From the musty AFL files: December, 1967 — Dolphins in Houston trying to spoil an Oilers playoff bid, and out of the stands leaps a platinum blonde stripper with a 42-inch chest. An impressive burst, a pure impulse move. Luscious Lola hit the field and made a swipe at the ball then shimmied back to the crowd, but not before laying a fat smooch on Oilers DE Don Floyd. Houston GM Don Klosterman watched the invasion in horror, and he was stern and proper in his comments to the postgame reporters.
"She was ejected from the park," Klosterman announced in full disciplinary mode. Someone asked if she had really been ejected into his office.
"No, she was not ejected into my office. She went out of the stadium — out! We can't allow strippers to be running all over the field."
My No. 1 favorite loony moment happened back in 1987, when I was a collegiate reporter covering the Steelers for The Pitt News. The Steelers were having problems in their post-Bradshaw, post-Steel Curtain era, and they had just dropped a November toughie to the Saints at home, a game in which QB Mark Malone served up three more interceptions and the place booed like hell and it was evident that Malone would not be the answer in the post-Bradshaw era.
Later that week, one fan went insane and gunned his car up one the ramps of old Three Rivers Stadium, right through Gate C and into the building.

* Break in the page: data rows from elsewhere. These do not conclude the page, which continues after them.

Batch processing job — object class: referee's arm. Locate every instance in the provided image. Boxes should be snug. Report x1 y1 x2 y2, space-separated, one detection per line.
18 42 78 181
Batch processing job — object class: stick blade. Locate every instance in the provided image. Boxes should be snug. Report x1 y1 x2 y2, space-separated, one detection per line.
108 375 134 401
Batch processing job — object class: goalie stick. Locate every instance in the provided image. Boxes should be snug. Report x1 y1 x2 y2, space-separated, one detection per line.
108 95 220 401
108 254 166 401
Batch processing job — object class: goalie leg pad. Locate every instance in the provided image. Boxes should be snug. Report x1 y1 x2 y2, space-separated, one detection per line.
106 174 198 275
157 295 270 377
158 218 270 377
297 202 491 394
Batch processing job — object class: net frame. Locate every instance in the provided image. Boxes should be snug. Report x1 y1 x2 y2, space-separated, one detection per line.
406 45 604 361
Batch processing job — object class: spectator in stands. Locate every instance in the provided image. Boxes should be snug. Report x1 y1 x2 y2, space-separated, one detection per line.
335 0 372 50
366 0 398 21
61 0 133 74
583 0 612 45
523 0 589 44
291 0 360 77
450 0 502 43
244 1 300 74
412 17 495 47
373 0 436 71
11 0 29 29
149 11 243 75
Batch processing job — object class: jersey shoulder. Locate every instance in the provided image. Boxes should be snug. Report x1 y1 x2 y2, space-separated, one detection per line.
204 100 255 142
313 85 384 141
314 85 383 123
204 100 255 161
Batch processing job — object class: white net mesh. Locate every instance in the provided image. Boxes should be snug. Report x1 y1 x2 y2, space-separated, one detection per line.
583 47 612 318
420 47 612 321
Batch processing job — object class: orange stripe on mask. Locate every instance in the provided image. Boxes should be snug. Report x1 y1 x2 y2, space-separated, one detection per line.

A mid-morning assault. I still have this old quote from an AP story on the incident.
"He just rode in here in a white station wagon and took half the wall off my office, a concrete brick wall," said Ted Winters, the stadium's commissary manager. "Then he ran into a couple of our four-wheel-drive trucks with 70 to 80 gallons of nacho cheese."
The guy's name was Morelli, and his white clown car was now soaked in orange, and witnesses say he hit the gas and took off up the stadium walkways in a race toward the top, 40 or 50 mph. Then came the stiff wire gate on Level 3 — smash. So our man continued the adventure on foot, back down to the field level, where authorities found him booting imaginary field goals at the 50-yard line. Some were on target, a few sliced right. Handcuffs, Miranda reading, etc.
"Why'd you do it, son?" the lawmen asked.
"Malone," he said. "I just can't take any more skipped passes. Mark Malone made me do it."